As you might know I study English and history at University. One of my favourite classes of this semester is probably Early Modern English which combines both of my passions. Early Modern English is the English that was spoken between the 15th and the 17th century. It is the time when grammar and orthography were slowly standardized, the Great Vowel Shift happend and many irregular verbforms were "invented". By the wy, it is also the time of Shakespeare.
One of the topics we talk about during these classes are commonplace books.
Commonplace books were handwritten „scrapbooks“ which contained notes, recipes, quotations, letters and often little drawings. As you might imagines these things make them very personal and unique. They were often used to organize thoughts and knowledge about a poem, a novel or any piece of literature. Today we rather make notes next to the text we are reading, back in the old days people used commonplace books.
They became popular in the Early Modern Europe (15th- 18th century) but the tradition started much earlier around 350BC in Greece where commonplace books were more a list or collection of arguments on a certain topic than a scrapbook. When the enlightenment came up they became especially important. John Locke suggested that adding an alphabetical index could be useful. It was also essential to him that people should be free in what they wrote in their commonplace books, there should not be any limitations to what someone would write into a commonplace book anymore.

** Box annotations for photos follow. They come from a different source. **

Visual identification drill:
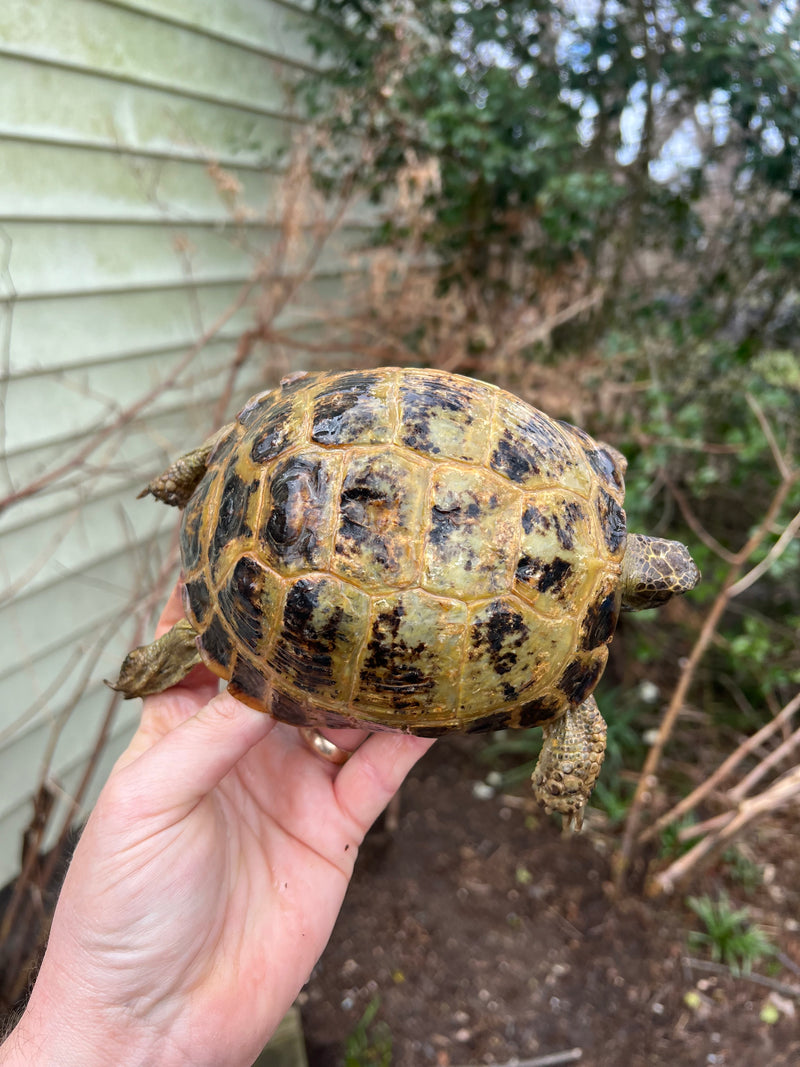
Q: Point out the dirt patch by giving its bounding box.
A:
[302,737,800,1067]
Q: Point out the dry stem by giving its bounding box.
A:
[614,396,800,892]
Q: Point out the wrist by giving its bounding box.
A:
[0,980,169,1067]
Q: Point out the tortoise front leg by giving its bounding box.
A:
[532,697,606,830]
[106,619,201,700]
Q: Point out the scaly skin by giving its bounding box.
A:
[532,697,606,830]
[106,619,201,700]
[622,534,700,611]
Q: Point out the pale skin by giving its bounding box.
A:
[0,591,432,1067]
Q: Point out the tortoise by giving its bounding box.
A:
[113,368,700,827]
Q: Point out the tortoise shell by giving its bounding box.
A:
[181,368,625,736]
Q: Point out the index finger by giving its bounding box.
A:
[333,733,434,833]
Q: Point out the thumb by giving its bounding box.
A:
[119,692,275,815]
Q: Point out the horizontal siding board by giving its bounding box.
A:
[0,140,377,226]
[0,706,134,885]
[0,0,375,882]
[0,485,178,610]
[0,275,342,381]
[0,51,297,166]
[0,0,311,112]
[0,222,373,301]
[0,529,171,672]
[0,141,278,225]
[90,0,316,67]
[0,653,139,816]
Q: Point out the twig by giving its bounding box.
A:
[727,727,800,803]
[639,692,800,844]
[462,1049,583,1067]
[0,268,261,514]
[681,956,800,1000]
[614,401,797,890]
[659,471,736,563]
[745,393,793,481]
[729,501,800,598]
[647,767,800,895]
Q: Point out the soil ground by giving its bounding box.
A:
[301,737,800,1067]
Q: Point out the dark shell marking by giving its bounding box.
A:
[181,369,625,736]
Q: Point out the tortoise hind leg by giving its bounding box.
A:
[137,426,230,508]
[137,441,213,508]
[106,619,201,700]
[532,697,606,830]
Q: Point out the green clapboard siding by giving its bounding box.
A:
[0,0,356,885]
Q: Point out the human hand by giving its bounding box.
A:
[0,590,432,1067]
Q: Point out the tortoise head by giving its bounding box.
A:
[621,534,700,611]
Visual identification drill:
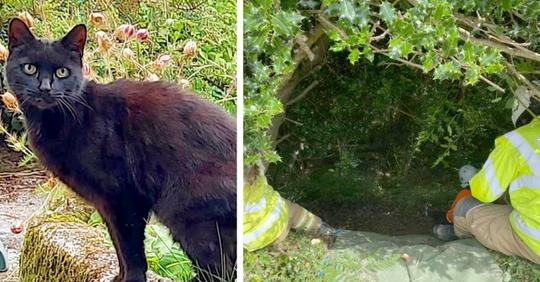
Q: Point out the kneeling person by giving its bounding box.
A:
[434,118,540,264]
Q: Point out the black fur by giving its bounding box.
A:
[6,19,236,281]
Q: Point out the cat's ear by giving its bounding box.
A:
[62,24,86,57]
[8,18,36,50]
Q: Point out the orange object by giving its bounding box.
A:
[446,188,472,223]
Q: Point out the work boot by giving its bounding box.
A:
[0,239,8,272]
[432,224,457,242]
[317,222,338,248]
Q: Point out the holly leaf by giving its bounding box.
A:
[348,48,360,65]
[379,1,396,23]
[339,0,356,23]
[512,86,532,126]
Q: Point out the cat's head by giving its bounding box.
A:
[6,19,86,109]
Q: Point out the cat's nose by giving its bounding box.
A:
[39,78,51,92]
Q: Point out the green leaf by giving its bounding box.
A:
[348,48,360,65]
[422,51,437,73]
[379,1,396,23]
[465,68,480,85]
[362,46,375,63]
[339,0,356,23]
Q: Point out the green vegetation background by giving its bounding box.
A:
[0,0,236,281]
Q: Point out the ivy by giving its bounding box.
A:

When people in all classes became more literate they also became interested in reading about reading. These commonplace books reflect this phenomenon. Unfortunately, it is not exactly common to have such a commonplace book anymore but they live on in our diaries and scrapbooks. To some people who analyze the history of commonplace books, blogs can be seen as their modern version.
Funny side note: the verb of writing a commonplace book is called commonplacing.